March 13, 1980

A Schlimazel Glitch

Watch out for the glitch!

The Washington, D.C., affliction for which we had no name now has been identified by President Jimmy Carter.

This valuable contribution to political science surfaced last week during the raging controversy over a United Nations vote demanding that Israel dismantle its settlements in former Arab territories.

U.S. Ambassador Donald McHenry joined in the Security Council resolution, making it unanimous.  The reaction of Israel and the World Synagogue Council of America was both immediate and awesome.

After a three-day firestorm, the president called in the Israel ambassador and U.S. Jewish leaders and said it was all a "glitch."

Presumably this was supposed to explain everything to his Jewish audience.  But Herbert Berman, treasurer of the World Jewish Congress, was less than entranced.

"I haven't been able to find a definition of what a glitch is in Webster's Dictionary, but the explanation that was given to me was that although U.S. policy was contrary to Ambassador.  McHenry's vote, Ambassador McHenry was not aware of U.S. policy," fumed Berman.  "I find that incredible."

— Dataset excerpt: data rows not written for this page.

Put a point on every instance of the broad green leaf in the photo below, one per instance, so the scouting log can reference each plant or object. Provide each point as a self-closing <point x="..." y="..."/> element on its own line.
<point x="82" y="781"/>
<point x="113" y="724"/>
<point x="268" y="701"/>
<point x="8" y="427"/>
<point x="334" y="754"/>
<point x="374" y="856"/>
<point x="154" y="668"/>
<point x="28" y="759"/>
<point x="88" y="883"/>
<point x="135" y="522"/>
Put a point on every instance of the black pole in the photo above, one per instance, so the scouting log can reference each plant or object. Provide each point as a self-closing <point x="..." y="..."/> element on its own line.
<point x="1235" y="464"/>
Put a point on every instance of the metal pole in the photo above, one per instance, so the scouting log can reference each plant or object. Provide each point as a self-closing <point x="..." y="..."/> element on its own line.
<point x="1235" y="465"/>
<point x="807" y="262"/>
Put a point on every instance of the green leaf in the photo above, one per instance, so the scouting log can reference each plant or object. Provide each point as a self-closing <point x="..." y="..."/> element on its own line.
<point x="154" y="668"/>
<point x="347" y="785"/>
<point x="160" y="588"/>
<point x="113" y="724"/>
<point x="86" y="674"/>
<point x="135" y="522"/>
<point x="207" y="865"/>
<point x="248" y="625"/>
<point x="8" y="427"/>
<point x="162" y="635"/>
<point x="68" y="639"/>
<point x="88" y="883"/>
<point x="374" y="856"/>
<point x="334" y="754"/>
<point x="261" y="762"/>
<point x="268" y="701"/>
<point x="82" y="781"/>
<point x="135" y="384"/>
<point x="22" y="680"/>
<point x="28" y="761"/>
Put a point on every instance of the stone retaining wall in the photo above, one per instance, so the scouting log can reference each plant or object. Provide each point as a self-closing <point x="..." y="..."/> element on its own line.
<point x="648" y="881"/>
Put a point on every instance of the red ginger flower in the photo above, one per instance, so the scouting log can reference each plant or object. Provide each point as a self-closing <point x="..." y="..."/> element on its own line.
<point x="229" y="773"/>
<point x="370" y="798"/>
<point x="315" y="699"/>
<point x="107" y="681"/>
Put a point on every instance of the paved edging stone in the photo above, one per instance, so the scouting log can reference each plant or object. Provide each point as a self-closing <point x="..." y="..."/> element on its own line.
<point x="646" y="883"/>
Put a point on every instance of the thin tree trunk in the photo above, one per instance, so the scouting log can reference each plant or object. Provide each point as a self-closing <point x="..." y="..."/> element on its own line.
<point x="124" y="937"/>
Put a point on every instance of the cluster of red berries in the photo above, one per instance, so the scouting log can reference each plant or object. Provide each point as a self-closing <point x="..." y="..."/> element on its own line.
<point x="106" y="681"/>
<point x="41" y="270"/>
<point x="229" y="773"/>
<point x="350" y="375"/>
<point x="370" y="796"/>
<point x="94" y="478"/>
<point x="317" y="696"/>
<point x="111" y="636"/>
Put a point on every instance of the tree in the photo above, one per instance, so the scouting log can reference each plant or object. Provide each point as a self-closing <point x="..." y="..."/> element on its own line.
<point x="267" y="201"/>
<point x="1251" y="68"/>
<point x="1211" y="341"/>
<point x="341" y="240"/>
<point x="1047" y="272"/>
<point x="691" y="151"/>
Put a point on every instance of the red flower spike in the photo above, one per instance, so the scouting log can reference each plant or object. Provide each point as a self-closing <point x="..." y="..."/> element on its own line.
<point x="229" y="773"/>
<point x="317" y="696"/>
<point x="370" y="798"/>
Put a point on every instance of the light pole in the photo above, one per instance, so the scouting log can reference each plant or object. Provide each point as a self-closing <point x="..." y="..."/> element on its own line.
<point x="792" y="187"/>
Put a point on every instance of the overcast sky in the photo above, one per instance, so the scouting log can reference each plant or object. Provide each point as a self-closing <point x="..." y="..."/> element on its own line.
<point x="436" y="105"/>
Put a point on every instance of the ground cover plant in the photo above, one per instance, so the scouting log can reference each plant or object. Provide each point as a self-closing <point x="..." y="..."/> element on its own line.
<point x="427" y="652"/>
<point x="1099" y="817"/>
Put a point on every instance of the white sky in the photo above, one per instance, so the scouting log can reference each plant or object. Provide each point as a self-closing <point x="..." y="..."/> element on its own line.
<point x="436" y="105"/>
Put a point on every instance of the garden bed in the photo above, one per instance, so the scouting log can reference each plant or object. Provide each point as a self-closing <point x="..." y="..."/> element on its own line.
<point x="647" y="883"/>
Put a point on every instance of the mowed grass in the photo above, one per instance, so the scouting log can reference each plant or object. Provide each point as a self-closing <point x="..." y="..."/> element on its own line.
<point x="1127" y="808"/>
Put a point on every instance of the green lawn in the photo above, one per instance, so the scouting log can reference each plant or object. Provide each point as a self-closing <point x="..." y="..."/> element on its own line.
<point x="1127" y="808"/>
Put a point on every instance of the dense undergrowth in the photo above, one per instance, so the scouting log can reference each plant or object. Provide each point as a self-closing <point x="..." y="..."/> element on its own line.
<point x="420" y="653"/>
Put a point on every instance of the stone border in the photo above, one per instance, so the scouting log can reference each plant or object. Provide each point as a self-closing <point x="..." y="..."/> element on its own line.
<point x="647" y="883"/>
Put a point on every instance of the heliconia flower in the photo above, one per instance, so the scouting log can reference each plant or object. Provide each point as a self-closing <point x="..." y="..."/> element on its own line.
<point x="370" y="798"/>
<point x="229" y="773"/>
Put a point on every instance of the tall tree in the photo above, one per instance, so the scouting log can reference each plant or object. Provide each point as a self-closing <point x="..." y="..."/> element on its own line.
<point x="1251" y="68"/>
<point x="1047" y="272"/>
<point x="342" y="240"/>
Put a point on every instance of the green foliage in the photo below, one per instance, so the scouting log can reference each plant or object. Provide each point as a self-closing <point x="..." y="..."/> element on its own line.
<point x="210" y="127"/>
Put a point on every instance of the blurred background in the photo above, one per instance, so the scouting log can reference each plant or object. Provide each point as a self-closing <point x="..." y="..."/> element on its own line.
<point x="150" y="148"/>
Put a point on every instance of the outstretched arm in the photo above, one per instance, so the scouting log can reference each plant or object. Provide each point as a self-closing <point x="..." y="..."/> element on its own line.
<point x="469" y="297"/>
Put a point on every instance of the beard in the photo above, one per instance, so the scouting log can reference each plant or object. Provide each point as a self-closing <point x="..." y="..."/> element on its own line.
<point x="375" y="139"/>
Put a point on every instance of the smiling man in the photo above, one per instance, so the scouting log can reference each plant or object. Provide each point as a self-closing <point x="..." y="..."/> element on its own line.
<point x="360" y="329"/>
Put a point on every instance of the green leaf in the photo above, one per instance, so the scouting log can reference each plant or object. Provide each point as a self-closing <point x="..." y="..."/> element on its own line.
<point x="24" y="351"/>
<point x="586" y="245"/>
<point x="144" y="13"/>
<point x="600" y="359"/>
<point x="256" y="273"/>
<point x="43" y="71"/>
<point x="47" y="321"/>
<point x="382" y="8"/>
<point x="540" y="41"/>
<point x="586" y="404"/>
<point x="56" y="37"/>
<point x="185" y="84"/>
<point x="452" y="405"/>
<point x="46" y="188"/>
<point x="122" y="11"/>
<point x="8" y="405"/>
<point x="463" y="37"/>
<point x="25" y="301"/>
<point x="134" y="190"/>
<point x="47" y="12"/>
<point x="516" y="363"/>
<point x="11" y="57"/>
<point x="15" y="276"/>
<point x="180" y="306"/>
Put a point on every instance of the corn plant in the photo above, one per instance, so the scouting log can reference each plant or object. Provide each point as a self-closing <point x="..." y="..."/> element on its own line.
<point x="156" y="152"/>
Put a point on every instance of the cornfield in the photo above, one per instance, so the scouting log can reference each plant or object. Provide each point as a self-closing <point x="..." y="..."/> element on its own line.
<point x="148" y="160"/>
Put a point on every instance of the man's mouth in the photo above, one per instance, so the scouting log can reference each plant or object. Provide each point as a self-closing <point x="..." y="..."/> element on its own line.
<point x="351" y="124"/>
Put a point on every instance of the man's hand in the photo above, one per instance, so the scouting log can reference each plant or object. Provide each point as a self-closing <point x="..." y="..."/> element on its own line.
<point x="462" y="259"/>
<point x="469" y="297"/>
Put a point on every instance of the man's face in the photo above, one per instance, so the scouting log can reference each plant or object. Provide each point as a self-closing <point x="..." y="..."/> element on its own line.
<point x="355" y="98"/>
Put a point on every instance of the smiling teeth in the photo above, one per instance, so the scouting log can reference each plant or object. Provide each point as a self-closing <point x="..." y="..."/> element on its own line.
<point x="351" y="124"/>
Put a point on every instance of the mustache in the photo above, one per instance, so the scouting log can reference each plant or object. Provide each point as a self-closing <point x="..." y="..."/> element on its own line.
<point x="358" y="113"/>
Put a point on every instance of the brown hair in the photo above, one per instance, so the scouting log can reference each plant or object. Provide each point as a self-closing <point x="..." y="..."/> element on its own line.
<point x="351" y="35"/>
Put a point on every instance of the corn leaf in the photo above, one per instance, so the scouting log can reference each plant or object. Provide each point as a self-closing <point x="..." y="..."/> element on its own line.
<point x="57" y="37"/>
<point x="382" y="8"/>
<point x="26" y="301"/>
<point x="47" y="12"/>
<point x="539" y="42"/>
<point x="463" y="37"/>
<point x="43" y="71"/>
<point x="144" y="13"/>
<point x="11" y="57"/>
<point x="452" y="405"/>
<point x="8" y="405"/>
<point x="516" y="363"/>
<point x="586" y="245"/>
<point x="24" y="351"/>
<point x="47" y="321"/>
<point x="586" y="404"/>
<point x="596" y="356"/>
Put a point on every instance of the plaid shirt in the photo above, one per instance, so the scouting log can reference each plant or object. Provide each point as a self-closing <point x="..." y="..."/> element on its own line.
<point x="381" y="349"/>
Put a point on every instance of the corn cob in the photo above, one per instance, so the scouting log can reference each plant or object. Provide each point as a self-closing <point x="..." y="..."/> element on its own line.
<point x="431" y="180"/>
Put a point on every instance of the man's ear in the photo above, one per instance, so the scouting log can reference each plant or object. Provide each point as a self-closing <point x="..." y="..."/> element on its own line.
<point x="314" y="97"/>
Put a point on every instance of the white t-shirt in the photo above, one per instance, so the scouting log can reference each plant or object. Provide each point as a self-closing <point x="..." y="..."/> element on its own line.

Equally incredible is Berman's failure to understand and appreciate Carter's description.  It is a great word well deserving a permanent place in the lexicon of politics.

A delightful book titled "The Joy of Yiddish," by Leo Rosten, defines a glitch as: "skid on a slippery surface, a risky undertaking, a shady affair."

You said it, Mr. President, not me.

Carter claims that the UN vote was a "blunder," a "breakdown in communication." He says it wasn't his fault, and it wasn't McHenry's fault.  Then, guess who?

Secretary of state Cyrus Vance announced that he "accepts" responsibility for the snafu, his choice of word suggesting a statesman-like shielding of a subordinate rather than an admission of personal guilt.

There is no credibility available.  The affair has all the earmarks of having occurred accidentally on purpose.

This commentator happened to be attending a two-day foreign policy briefing at the state department when the UN vote blew up.  We asked Ambassador McHenry the equivalent question, "What did you know, and when did you know it?" his answer was evasive: "No useful purpose would be served by going into that."

Such interview formality is routine for journalists and officials.  The questions and answers are predictable.  The speed of reply, the fleeting expression, the tone of voice - these are the subtle communicators.

Ambassador McHenry clearly feels put upon and is dismayed by the ineptitude displayed.  The tribulations of his predecessor, Andrew Young, must loom large.

Overshadowed by the ruckus is a new tilt in U.S. foreign policy.  No longer is it intended that in the Mideast we will be the tail on an Israeli kite.

Recent events require an even-handedness with all nations in that part of the world.  We need friends to get our hostages out of Iran.  We need allies to help us stop Russia in Afghanistan.  We need cooperative oil producers in the Persian Gulf.

Carter moved cautiously to accomplish these objectives.  On two previous UN resolutions he directed McHenry to criticize Israeli settlements but to abstain from voting.

In the present instance, the Arab nations applied their new found leverage with the U.S. -- it was put up or shut up.  McHenry asked for instructions.  It was decided "at the highest levels" that the U.S. would have to stand closer to the Arabs.

A Friday vote was postponed while McHenry negotiated elimination of an offensive paragraph.  It called on Israel to refrain from interference in the "religious freedoms and practices in Jerusalem and other holy places in occupied Arab territories."

Our ambassador cabled the revised resolution to Vance who then discussed it by phone with the president week-ending at Camp David.  On Saturday morning Vance reportedly told McHenry to get the dismantling proviso deleted if he could, but to vote yes in any case.  That afternoon the deed was done.

Jewish outrage mounted until Carter recanted in a late night statement Monday.  He said he meant all references to Jerusalem omitted.  Seven remained.

We are asked to believe it took the administration the better part of three days to discover its mistake.

In short, it appears that the administration meant to vote as it did on the substance of the resolution but did not mean to use strong rhetoric.

Few observers have yet grasped the basic alarm of Israel - defacto recognition of a Palestinian state.

Left in the resolution - and not disputed even now by the White House -- is this language:

"All measures taken by Israel to change the physical character, demographic composition, institutional structure or status of the Palestinian and other Arab territories occupied since 1967, including Jerusalem, or any part thereof, have no legal validity."

This is the first tine the concept of Palestinian territory has found its way into an official document.  It sprays gasoline on a forest fire.

Nevertheless, the UN resolution now is on record.  Neither the vote nor the explanation changes anything.  Israel rejected the resolution and elected a new foreign minister dedicated to rapid Jewish settlement.  Arabs scorned the U.S. flip-flop and reaffirmed their opposition to the Egypt-Israel peace treaty compromises.

Mr. Carter has succeeded only in establishing himself as a schlimazel -- another Yiddish word meaning "a chronically unlucky person, someone for whom nothing seems to go right or turn out well, when he winds a clock it stops."